Khaled Hosseini is a storyteller. His latest novel makes ordinary stories rise above their monotony and become something true; they own themselves when heard through various people, different perspectives.
The book tracks the lives of Pari and Abdullah through a heartbreaking childhood in 1950s Afghanistan, torn from each other to lead bifurcating existences on different continents. We finally see them reunited at the end of the book, after having been led into the lives of para-relatives and friends and their own individual stories. The strength of the book lies in its lyrical prose interspersed with Afghani folklore. We see Afghanistan as it once was, war-free and open and liberal. We also encounter the Taliban, albeit fleetingly.
A common thread of unshaken guilt, unexpressed remorse and unadorned truth of feelings weaves through the entire novel. The twin feelings of guilt and shame that I reckon all of us expats feel when visiting our origin countries struck home. This emotion is most often expressed as apathy — Hosseini is not afraid to confront it head-on. The perspectives of women aren’t tacky either.

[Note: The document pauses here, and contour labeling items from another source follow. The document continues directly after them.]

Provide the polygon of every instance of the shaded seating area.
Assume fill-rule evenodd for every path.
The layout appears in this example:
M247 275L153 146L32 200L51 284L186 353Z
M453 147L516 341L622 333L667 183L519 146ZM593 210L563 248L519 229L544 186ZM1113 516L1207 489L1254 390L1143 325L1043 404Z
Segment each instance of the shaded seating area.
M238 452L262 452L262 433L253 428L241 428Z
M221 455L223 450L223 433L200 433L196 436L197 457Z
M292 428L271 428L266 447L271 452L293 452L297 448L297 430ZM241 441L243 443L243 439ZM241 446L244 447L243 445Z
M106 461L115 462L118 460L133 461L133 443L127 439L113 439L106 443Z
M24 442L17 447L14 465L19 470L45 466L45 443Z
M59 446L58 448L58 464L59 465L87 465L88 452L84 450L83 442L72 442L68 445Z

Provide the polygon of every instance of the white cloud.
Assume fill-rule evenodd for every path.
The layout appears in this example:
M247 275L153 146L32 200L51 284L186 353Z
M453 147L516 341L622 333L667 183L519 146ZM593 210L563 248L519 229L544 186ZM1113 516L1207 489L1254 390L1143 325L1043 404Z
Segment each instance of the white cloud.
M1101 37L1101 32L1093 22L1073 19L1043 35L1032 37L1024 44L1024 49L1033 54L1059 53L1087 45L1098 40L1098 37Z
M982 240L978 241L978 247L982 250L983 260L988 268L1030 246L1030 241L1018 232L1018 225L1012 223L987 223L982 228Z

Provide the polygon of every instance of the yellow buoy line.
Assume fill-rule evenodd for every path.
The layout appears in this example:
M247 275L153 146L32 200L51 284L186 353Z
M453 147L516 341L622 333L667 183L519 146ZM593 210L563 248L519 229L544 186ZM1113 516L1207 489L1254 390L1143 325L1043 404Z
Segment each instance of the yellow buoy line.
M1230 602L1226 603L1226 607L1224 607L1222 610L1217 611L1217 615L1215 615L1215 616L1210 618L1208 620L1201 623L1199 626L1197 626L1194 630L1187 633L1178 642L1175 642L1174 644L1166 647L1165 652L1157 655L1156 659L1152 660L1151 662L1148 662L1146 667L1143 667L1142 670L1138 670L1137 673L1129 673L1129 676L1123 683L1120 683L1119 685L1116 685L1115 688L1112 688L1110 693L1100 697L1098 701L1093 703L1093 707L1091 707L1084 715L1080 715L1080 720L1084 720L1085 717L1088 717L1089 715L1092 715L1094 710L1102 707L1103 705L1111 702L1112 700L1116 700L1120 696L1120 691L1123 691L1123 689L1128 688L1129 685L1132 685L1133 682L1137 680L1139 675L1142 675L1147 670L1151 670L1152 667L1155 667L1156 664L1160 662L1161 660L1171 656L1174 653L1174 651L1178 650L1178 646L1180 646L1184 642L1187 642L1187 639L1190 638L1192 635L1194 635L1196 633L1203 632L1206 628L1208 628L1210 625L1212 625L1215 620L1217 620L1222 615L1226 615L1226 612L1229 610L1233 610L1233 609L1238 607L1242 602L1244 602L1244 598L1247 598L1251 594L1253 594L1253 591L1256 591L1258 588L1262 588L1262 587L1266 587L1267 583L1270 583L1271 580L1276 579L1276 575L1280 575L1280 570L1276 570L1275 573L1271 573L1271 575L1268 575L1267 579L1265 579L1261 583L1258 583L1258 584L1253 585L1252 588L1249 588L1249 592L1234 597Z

The best part for me, however, was the Afghani folk story the novel begins with. Such poignancy is seldom encountered in a story retold. I read it aloud to V today, on a grey afternoon that begs for a good story to be told snuggled in a warm blanket. We both got a bit teary-eyed, him with the story, me with the idea of our days of such intimacy being short-lived.
The library lent it on a non-renewable, 14-day loan. I’m done in a sporadic-reading 3. It’s that good.